Bugünlerde karım Belinda ve ben işleri yoluna koymaya başlarsak ara veririz. Buna ihtiyacımız var çünkü o bir dövüşçü, ben de dövüşçüyüm. Savaşan küçük çocuğun, kendimi şiddetli babamdan korumak için tam ihtiyacım olan şey olduğunu biliyorum. Ama bu uzun zaman önceydi. Artık farklı bir şey yapabilirim. Yani, 20 ila 30 dakika ara veriyoruz ve geri geleceğiz. Ve birimiz ya da diğerimiz şöyle bir şey söyleyeceğiz: "Hey, savaşmak ister misin? Gerçekten dövüşmek istemiyorum. Bundan kurtulabilir miyiz? Benden ne istiyorsun?" Ve Belinda diyecek ki, "Falan filan için üzgün olduğunu söyleyebilirsin." Diyorum ki, "Tamam, haklısın. Özür dilerim." O zaman ondan üç şeyden sorumlu olmasını isteyebilirim ve o birinin mülkiyetini alacak ve ben diğer ikisinin gitmesine izin vereceğim. Ve işimiz bitti. Beş ya da altı gün sürecek olan şey şimdi 20 dakika sürüyor.
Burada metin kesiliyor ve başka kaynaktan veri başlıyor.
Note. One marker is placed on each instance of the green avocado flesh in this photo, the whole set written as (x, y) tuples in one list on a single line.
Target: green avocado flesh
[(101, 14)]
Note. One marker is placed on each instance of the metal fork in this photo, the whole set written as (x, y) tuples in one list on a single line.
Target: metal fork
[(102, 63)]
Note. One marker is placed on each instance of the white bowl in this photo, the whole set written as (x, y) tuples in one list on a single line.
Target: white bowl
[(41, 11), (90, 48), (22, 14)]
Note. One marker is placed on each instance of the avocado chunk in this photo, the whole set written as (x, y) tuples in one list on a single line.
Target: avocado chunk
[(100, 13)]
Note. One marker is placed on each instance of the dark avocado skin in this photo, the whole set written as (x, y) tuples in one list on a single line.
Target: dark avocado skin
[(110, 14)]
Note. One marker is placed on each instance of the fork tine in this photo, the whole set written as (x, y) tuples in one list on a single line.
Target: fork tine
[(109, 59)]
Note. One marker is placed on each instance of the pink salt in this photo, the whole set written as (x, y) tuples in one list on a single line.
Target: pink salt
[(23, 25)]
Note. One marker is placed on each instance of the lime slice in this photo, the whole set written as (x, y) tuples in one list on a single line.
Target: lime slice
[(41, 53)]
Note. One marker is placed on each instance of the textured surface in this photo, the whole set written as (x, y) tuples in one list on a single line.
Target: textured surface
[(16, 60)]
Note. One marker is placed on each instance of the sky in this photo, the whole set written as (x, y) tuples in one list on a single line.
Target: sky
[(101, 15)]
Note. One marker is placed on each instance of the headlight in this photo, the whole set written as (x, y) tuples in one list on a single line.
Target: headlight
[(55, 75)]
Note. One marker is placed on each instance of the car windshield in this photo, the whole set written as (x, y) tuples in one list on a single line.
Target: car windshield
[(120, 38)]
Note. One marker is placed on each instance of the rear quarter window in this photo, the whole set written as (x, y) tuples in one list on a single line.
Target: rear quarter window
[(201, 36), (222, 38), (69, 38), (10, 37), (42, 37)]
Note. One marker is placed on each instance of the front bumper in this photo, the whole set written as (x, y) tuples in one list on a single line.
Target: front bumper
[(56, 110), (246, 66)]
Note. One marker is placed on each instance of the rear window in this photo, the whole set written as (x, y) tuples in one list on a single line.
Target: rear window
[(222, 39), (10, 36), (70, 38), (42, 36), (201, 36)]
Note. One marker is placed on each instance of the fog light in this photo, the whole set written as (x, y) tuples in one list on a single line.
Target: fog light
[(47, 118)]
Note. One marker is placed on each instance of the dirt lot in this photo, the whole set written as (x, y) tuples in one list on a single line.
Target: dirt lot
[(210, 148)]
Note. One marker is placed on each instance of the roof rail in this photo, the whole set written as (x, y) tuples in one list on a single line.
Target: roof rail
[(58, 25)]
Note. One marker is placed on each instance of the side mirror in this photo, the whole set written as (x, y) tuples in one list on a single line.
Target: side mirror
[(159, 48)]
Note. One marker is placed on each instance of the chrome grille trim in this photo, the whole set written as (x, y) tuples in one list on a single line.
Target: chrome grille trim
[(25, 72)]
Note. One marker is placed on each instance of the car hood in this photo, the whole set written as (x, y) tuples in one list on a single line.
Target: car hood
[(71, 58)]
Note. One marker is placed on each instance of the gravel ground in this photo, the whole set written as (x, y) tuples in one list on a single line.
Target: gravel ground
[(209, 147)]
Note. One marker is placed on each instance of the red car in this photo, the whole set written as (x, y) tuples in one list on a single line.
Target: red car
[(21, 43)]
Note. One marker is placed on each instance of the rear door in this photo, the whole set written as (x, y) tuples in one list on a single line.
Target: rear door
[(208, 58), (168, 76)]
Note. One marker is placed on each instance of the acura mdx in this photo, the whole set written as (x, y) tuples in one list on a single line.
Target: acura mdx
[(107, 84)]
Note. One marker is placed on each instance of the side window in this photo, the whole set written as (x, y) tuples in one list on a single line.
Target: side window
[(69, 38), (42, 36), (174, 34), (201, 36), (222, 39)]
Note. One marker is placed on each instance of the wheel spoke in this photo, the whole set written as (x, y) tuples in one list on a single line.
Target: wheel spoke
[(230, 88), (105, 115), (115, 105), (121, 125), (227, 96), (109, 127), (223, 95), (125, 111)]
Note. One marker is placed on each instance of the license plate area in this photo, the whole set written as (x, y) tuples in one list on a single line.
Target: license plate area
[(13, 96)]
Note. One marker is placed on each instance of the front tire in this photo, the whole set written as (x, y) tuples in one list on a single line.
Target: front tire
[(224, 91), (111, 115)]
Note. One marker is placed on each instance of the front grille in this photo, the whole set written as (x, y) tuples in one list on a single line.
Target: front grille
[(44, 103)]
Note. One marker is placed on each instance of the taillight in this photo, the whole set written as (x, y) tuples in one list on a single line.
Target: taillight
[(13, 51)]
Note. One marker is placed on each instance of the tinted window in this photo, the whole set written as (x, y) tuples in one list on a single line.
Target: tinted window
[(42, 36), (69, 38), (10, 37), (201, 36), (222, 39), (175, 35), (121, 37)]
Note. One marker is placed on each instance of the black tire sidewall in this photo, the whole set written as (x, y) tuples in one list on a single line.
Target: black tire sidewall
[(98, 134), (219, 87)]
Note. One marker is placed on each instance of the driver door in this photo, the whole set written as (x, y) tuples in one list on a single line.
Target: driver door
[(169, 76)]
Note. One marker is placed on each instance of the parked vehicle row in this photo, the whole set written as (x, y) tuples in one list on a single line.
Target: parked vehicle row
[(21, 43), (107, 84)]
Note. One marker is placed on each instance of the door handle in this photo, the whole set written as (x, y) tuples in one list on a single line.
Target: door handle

Daha az bireysel düşünceye duyulan ihtiyacın romantik ilişkilerin ötesine uzandığını iddia ediyorsunuz. Nasıl yani?

Kitabım, bireyciliğin zehirli kültürü dediğim şeyin bir eleştirisidir. Bu, bize sadece doğadan ayrı olmadığımızı, aynı zamanda onun üstünde olduğumuzu ve ona hakim olduğumuzu öğreten ataerkillikle kaynaşıyor. Bu model ilişkilerimizde, toplumumuzda ve gezegende bizi öldürüyor. Birey diye bir şey yoktur. Bütün gün birbirimizin sinir sistemini düzenliyoruz. Kontrol modelinden işbirlikçi bir modele, ekolojik olarak mütevazı bir modele geçmemiz gerekiyor. Sistemin üstünde değilsin, içindesin. Nefes al.